Exosomes in Metabolic Diseases: From Molecular Mechanisms to Clinical Applications

Exosomes, nanoscale vesicles secreted by diverse cell types, serve as critical mediators of intercellular and interorgan communication in metabolic physiology. Their unique advantages include encapsulating cell-specific biomolecules that reflect cellular origins, enabling noninvasive liquid biopsy for early disease detection through distinct signatures (e.g., miRNA profiles), and functioning as biocompatible drug delivery platforms or bioactive therapeutics in preclinical models.

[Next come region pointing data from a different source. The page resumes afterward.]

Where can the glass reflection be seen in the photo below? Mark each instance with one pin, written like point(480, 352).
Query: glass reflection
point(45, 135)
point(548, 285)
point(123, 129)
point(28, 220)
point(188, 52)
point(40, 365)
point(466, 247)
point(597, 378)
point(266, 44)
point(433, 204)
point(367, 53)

However, despite their transformative potential in metabolic disease diagnostics and therapy, a systematic synthesis of recent advances, molecular mechanisms, and clinical translation challenges is lacking. To address this gap, this review synthesizes cutting-edge insights into exosome biology—spanning composition, biogenesis, secretion, and tissue-specific roles in adipose, liver, muscle, and pancreas—and critically evaluates their dual diagnostic–therapeutic applications across obesity, diabetes, nonalcoholic fatty liver disease (NAFLD), and associated complications. We further delineate key translational hurdles (e.g., production scalability, cargo heterogeneity, and clinical validation) and propose strategies for standardization. By integrating interdisciplinary advances from nanotechnology, omics, and artificial intelligence (AI), this work provides a foundational framework to accelerate the clinical implementation of exosome-based approaches, ultimately advancing precision medicine for metabolic disorders.